人の力を最大化する「自律型組織」(前編)

企画・編集:JBpress

大学ラグビー9連覇の名将に学ぶ、「勝ち続ける組織」のつくり方

毎年、入学や卒業でメンバーが入れ替わる学生スポーツの世界で結果を出し続けるのは容易ではない。その常識を打ち破り、帝京大学ラグビー部は、全国大学ラグビー選手権で2011年から9連覇を果たした。そんな常勝チームをつくったのは、当時、監督を務めていた岩出雅之氏だ。長い年月をかけて古い組織構造の問題を見直し、試行錯誤しながら積み上げてきた「変化に柔軟に対応できる組織のつくり方」と「人が自らの能力を最大限に発揮するための方法論」とはどのようなものなのか。ビジネスの世界でも通用する、これらのメソッドについて岩出氏に聞いた。

この記事は全2回シリーズの前編です。後編は下記よりご覧ください。

  • ※ 7月16日公開予定:人の力を最大化する「自律型組織」(後編)

脱・体育会系縦型組織で常勝チームに

――大学ラグビー選手権9連覇という実績につながる要因となった組織改革は、どのようなきっかけで始まったのでしょうか。

岩出 1996年にラグビー部の監督に就任した私は当初、勝利を目指して自ら先頭に立ち、選手たちにこと細かに指示を出してがむしゃらにチームを牽引していました。

しかし、どれだけがんばっても伝統校に勝てなかった。厳しい練習を重ねて、選手たちも技術的に成長しているのに、どうしても勝てない日々が続いていたのです。そんな中、4年生にとって大事な試合である関東大学対抗戦の最中に、1年生の部員が「負ければいいのに」とつぶやいていたと耳にしました。

勝てないだけでなく、チームの中に不満を持つ選手がいて、一丸となって戦おうという気持ちにさえなっていない……。そんなチームをつくってしまった自分が情けなくなりました。

それから「なぜ、勝てないのか」「なぜ、一丸となって戦うチームづくりができないのか」という事実と正面から向き合うようになり、「自分の指導方法に原因があるのではないか」と考えるようになっていったのです。
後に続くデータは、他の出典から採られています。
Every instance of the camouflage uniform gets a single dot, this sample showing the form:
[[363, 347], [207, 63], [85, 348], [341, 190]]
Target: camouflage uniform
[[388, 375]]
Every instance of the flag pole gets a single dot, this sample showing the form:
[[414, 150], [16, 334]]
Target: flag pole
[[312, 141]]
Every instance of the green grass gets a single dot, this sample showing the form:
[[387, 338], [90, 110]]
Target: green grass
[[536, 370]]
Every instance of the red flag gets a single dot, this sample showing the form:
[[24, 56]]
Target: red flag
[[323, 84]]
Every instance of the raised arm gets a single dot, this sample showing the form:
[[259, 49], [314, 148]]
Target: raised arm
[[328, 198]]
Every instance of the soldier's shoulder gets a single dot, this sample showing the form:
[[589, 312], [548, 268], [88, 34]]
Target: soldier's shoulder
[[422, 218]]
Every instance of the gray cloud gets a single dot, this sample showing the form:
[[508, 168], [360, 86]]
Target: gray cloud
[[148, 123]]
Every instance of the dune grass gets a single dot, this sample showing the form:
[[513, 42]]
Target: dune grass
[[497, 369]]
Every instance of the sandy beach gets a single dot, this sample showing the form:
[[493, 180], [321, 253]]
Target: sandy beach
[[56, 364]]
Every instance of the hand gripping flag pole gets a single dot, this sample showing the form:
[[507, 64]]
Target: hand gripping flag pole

これが、リーダーを頂点にアメとムチで従わせる「センターコントロール型組織」の限界に気づいたきっかけです。

――先生が帝京大学ラグビー部に取り入れた「自律型組織」とはどのようなものなのでしょうか。

岩出 ひとことで言うと、組織に所属するメンバーそれぞれが自ら頭を使って考え、行動し、仲間と助け合いながら成長していく組織です。

「組織として達成したいことは何か」を決めるのはトップの役割ですが、こと細かな指示は出さず、それを達成するための組織運営は、現場のリーダーに任せます。

つまり、トップが圧力をかけて部下を従わせるのではなく、目標を達成するための方法は、リーダーやメンバーが自分ごととして自律的に考え、行動する、というやり方です。

人は自らの意思で考え、決めたことにはやりがいを持って取り組むことができます。これは仕事でも同じで、楽しんで仕事ができるようになり、仕事を通じて成長できるようになるはずです。自律的に考え、行動するメンバーが助け合って目標の達成を目指す組織は、組織としても自律的に成長していくことができるのです。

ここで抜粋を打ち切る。